Medicare has decided once and for all not to pay for Biogen’s new Alzheimer’s drug Aduhelm unless patients are enrolled in a clinical study.

The agency’s final call was unsurprising, but blessedly rational. It corrects the Food and Drug Administration’s mistake in letting Aduhelm onto the market. At the same time, it leaves room for future Alzheimer’s drugs to be covered – as long as studies show they are safe and effective.

This will encourage beneficial innovation in Alzheimer’s drug development, and ensure that patients get medicines that can truly help them.

The decision by the Centers for Medicare & Medicaid Services marks a turning point in Aduhelm’s long and contentious journey. In 2014, the drug raised hopes among Alzheimer’s doctors and patients when, in a small phase 2 trial, it appeared to clear amyloid plaques in patients’ brains and – in a first for the field – ease their cognitive decline. Biogen promptly began a large, expensive phase 3 study to confirm those results and, to prepare for the drug’s eventual approval, invested $2.5 billion in manufacturing capacity.

In larger trials, however, the stunning early results couldn’t be replicated. And that seemed to end all hope for the drug – until Biogen said it found buried in the data a signal that the drug could still be effective. Then, according to an investigation by Stat News reporters, the company secretly lobbied the FDA for Aduhelm’s approval.

In 2020, the FDA’s scientific advisory committee harshly criticized the company’s data mining and overwhelmingly recommended against approving Aduhelm. Then the agency stunned everyone by approving the drug anyway, based on its ability to clear amyloid plaques, with the proviso that Biogen would run another trial to prove that the plaque-clearing would slow cognitive decline.

Advertisement

Biogen audaciously priced the drug at $56,000 per year. And Medicare, faced with the possibility of paying for treatment for millions of qualified Americans, had to schedule a big rise in monthly premiums for Part B coverage. (After an outcry, Biogen eventually halved the price.)

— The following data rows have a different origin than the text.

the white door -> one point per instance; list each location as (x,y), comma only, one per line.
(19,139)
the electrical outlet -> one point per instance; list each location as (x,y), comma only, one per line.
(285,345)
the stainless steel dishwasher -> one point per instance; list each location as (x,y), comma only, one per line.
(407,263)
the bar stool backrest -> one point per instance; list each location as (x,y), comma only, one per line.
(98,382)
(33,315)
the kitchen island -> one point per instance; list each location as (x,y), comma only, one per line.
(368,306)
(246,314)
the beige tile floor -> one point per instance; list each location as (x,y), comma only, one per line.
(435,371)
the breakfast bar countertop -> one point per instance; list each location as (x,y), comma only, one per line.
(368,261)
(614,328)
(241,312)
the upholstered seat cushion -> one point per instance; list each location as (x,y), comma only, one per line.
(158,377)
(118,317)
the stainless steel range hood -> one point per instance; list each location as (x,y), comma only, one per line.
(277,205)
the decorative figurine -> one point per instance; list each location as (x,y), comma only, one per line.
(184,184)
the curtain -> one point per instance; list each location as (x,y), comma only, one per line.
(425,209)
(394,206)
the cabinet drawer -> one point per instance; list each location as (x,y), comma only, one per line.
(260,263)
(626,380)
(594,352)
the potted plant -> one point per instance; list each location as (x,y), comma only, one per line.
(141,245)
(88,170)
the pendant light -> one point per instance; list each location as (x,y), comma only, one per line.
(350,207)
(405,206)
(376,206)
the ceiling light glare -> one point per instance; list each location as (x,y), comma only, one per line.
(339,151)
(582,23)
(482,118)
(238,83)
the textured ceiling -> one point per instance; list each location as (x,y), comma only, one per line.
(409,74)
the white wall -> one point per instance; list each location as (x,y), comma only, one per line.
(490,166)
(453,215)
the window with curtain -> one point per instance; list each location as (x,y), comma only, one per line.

Now that CMS has settled on a way to limit spending on the drug until its benefit is proved, Medicare will be able to dial back that premium increase. The decision also likely spells the end of Aduhelm, which doctors were already shunning. In 2021, it brought in only $3 million in sales.

Biogen, patient advocacy groups and even some members of Congress have suggested that CMS’ refusal to cover Aduhelm could have a chilling effect on innovation in Alzheimer’s. They have argued that drug companies will have no incentive to develop new medicines if insurers won’t cover them.

But in a clear and sober explanation of its thinking on Aduhelm, CMS pointed out that the opposite is true: “The CMS final decision provides clarity on the criteria to receive coverage for any drug in this class (and thus what evidence is necessary to meet the standard for ‘reasonable and necessary’ for this particular treatment).”

A drug can be considered innovative only if it actually improves patients’ lives. In a disease as devastating as Alzheimer’s, even marginal improvements matter. But evidence from several large clinical studies indicates that Aduhelm fails to offer that.

Medicare has laid a path for other companies to understand where the bar for coverage is set: A drug must be safe and offer a meaningful benefit to patients, and it must do so over time. This is good news for Eli Lilly & Co. and Roche, both of which have Alzheimer’s therapies that will soon be up for approval.

CMS, which is expected to foot the bill for Medicare patients’ drugs, perhaps had greater incentive than the FDA to make sure the drug works. But the FDA is the agency that should have set the bar. FDA’s mandate is to follow the science. As it weighs other loaded decisions, particularly for neurodegenerative diseases, it should make sure that Medicare never again has to correct its mistakes.